An immediate game changer would be to, in his words, “demystify at least part of cancer therapy” to reduce the burden on superspecialists. He visualised a scenario where after the initial diagnosis, chemotherapy could be provided closer to home in district hospitals or nursing homes covered through PM-JAY. Radiation could be planned by radiation oncologists but implemented by a different team.
A strengthened primary health centre should be able to tackle minor complications that may arise after cancer therapy.
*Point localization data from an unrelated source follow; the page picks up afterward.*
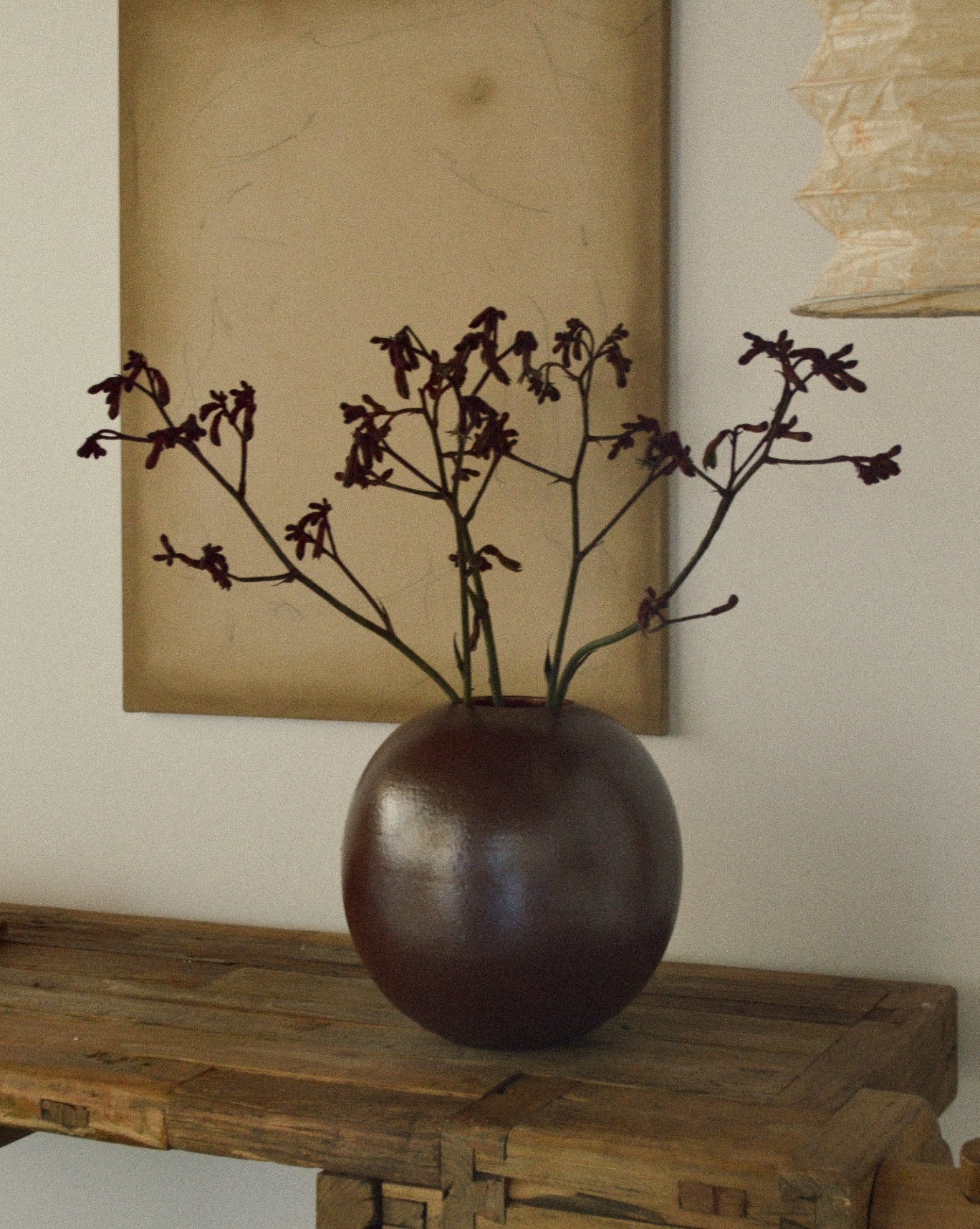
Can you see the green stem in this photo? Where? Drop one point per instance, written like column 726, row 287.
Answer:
column 585, row 390
column 484, row 614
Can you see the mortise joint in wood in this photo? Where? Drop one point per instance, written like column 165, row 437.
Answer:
column 714, row 1201
column 72, row 1117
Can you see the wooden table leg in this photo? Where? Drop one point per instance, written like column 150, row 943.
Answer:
column 11, row 1134
column 347, row 1203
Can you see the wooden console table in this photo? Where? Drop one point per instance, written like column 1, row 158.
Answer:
column 721, row 1099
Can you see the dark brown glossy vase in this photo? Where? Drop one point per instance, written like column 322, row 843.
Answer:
column 511, row 875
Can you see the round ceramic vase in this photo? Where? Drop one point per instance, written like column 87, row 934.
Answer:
column 511, row 874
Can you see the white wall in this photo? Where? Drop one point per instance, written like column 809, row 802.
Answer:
column 825, row 750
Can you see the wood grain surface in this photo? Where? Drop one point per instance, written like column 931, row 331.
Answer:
column 721, row 1097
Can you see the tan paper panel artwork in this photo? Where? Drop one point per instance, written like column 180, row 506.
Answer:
column 299, row 176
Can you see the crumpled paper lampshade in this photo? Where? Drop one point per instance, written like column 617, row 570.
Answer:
column 897, row 86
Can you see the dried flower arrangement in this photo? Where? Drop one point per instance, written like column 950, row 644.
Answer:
column 469, row 439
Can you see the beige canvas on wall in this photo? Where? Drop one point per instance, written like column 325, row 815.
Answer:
column 299, row 176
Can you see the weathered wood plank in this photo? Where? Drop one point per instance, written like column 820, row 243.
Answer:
column 476, row 1138
column 347, row 1203
column 95, row 1104
column 662, row 1019
column 830, row 1177
column 264, row 947
column 315, row 1055
column 636, row 1147
column 904, row 1046
column 343, row 1129
column 850, row 997
column 914, row 1196
column 43, row 961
Telemedicine too should be explored to improve detection, the reach and the continuum of health care for cancer.
Regarding financial protection for cancer treatment, Dr Paul pointed out that indirect costs can be very high. He said that in distant states like Mizoram and Meghalaya where infrastructure for cancer treatment lags, patients have to be sent by treating teams to other states.
“How do we offset the OPPE of the family on transportation? How do we offset the transportation even from one district to the other?” he questioned.
He referred also to Niti Aayog’s finding of the “missing middle” segment of the population. They are defined as people who are not covered by a government insurance scheme because they are not poor enough to be beneficiaries, at the same time they are not wealthy enough to purchase private insurance schemes.
A family of four with a monthly income of Rs 20,000 cannot afford to pay a premium ranging from Rs 25,000 to Rs 50,000. It is this large segment of the population who also needs financial protection, particularly for catastrophic situations like cancer.
Ultimately, Dr Paul stressed the need to make primary health care a priority. He called on all key stakeholders to help in this endeavour.